December 1, 2022
Commercial land must be functional, but it can also be beautiful and environmentally beneficial. The owners of Squab Farm came to us because they wanted to transform part of their site next to the commercial hub into a green space for the community based at Squab Hall’
The Squab Hall commercial hub sits within a 700 acre farm, and it contains buildings with a variety of uses from farming operations and storage units to commercial offices and work spaces.
We all know that pleasant surroundings, and access to green space while we are working, makes us far more productive and happier in our work. The owners wanted to give staff somewhere where they were would be proud to work, and an environment that would benefit both their mental and physical health.

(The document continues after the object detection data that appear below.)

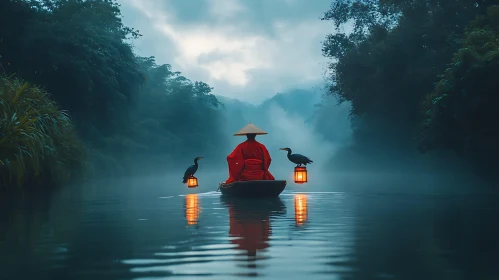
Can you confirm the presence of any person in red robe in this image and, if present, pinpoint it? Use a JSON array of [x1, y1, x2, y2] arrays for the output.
[[225, 123, 275, 184]]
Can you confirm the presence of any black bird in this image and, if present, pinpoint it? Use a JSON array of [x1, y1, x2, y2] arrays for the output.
[[182, 157, 203, 184], [279, 148, 313, 166]]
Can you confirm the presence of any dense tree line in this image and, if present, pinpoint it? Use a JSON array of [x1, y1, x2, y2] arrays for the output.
[[0, 0, 227, 190], [323, 0, 499, 172]]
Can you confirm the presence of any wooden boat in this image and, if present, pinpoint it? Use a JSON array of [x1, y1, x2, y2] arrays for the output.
[[220, 180, 287, 197]]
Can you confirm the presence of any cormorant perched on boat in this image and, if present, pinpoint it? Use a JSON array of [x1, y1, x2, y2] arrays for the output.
[[279, 148, 313, 166], [182, 157, 203, 184]]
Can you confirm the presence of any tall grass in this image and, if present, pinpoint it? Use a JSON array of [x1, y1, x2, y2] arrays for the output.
[[0, 76, 87, 191]]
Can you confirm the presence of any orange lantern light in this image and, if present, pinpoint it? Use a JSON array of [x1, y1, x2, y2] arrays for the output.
[[295, 166, 308, 184], [187, 175, 198, 188], [295, 194, 308, 226], [185, 193, 201, 225]]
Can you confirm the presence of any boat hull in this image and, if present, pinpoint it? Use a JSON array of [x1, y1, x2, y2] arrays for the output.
[[220, 180, 287, 197]]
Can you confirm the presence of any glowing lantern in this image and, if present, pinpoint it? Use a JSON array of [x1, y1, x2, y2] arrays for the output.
[[185, 193, 201, 225], [187, 175, 198, 188], [295, 194, 308, 226], [295, 166, 308, 184]]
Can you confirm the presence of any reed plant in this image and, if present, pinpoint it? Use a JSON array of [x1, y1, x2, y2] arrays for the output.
[[0, 76, 87, 192]]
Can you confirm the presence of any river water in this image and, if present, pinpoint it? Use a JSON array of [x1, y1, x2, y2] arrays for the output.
[[0, 171, 499, 280]]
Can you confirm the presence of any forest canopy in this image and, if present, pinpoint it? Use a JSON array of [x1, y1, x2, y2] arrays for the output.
[[322, 0, 499, 171], [0, 0, 228, 182]]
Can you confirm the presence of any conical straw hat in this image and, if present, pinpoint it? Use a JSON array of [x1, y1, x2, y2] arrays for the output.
[[234, 123, 267, 136]]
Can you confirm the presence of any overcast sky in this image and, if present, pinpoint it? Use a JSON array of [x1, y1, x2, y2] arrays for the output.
[[118, 0, 333, 104]]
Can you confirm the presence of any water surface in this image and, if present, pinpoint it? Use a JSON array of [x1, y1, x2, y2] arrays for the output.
[[0, 173, 499, 280]]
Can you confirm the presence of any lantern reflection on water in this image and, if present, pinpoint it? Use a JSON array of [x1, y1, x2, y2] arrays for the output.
[[294, 166, 308, 184], [295, 194, 308, 226], [185, 193, 201, 225], [187, 175, 198, 188]]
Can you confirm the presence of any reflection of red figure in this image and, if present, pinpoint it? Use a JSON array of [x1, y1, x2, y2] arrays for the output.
[[229, 207, 270, 256]]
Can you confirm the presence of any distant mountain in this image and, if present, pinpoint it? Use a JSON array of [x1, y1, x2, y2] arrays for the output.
[[217, 89, 320, 129]]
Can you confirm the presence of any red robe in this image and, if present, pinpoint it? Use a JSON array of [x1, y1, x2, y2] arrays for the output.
[[225, 139, 275, 184]]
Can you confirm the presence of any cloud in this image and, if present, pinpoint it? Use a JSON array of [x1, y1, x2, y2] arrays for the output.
[[120, 0, 331, 103]]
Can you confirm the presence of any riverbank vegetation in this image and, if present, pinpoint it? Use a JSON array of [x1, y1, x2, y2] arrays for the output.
[[0, 77, 86, 192], [323, 0, 499, 174], [0, 0, 228, 189]]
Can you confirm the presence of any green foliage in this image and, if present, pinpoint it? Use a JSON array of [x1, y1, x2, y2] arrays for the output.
[[0, 76, 86, 190], [421, 6, 499, 165], [0, 0, 229, 177], [0, 0, 143, 135], [89, 57, 226, 172], [323, 0, 499, 147]]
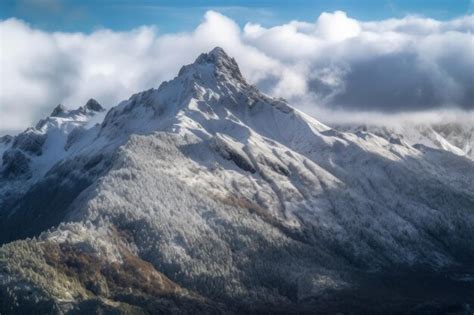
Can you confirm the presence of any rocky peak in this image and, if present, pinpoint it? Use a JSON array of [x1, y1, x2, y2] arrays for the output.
[[50, 104, 67, 117], [178, 47, 246, 84], [84, 98, 105, 112]]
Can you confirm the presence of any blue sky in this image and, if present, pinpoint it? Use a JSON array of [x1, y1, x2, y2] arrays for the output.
[[0, 0, 473, 33]]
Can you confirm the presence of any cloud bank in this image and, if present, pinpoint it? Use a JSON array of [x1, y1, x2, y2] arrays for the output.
[[0, 11, 474, 134]]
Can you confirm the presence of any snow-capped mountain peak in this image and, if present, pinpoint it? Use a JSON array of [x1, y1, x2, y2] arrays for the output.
[[0, 48, 474, 313]]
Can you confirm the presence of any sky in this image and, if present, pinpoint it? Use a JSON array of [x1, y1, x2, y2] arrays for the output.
[[0, 0, 474, 135]]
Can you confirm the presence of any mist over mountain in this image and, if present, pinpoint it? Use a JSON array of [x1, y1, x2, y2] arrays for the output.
[[0, 47, 474, 314]]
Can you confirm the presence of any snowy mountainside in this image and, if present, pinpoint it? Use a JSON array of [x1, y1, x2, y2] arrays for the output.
[[0, 48, 474, 313], [333, 122, 474, 160]]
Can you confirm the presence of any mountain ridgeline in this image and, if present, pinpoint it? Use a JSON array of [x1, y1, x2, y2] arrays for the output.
[[0, 48, 474, 314]]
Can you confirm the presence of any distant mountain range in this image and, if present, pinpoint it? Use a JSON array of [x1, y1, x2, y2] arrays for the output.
[[0, 48, 474, 314]]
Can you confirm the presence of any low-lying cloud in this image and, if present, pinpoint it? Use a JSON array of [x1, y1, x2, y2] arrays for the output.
[[0, 11, 474, 134]]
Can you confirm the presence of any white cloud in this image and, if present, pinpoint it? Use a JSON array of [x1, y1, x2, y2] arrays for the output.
[[0, 11, 474, 133]]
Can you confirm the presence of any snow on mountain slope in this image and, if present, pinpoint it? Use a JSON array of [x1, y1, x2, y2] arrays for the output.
[[0, 48, 474, 313], [334, 120, 474, 160]]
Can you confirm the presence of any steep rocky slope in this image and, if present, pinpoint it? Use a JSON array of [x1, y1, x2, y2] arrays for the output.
[[0, 48, 474, 313]]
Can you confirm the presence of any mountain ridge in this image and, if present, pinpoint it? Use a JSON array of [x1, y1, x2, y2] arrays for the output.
[[0, 48, 474, 313]]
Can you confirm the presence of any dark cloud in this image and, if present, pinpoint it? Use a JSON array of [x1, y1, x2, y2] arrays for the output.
[[326, 53, 474, 112]]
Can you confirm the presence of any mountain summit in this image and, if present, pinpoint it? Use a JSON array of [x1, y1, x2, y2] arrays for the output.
[[0, 48, 474, 314]]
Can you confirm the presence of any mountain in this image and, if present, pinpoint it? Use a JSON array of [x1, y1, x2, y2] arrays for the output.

With this in mind, our task is to develop a habitat rich green space, with a mosaic of copses and meadows. There will be walking routes as well as a central open area, designed for events and activities. Not only will this be a lovely place to spend time, it will also do much to improve biodiversity, and combat climate change.
Planning a project such as this, with such ambitious and varied aims, needs careful consideration. It is essential we choose the correct trees and plants, to meet the client’s needs, and ensure the site is sustainable into the future.
The site sits alongside a busy road (Harbury Lane) and we have planned a wide planting strip to screen the road. Shrubs such as Hazel,Hawthorn, Blackthorn, Dogwood, and Crab apple will line the existing hedge, with large and medium trees along the central spine. We want to make the scheme as varied as we can, so these will include Oak, Hornbeam, Lime, Sweet chestnut, Field maple,Wild cherry, Rowan.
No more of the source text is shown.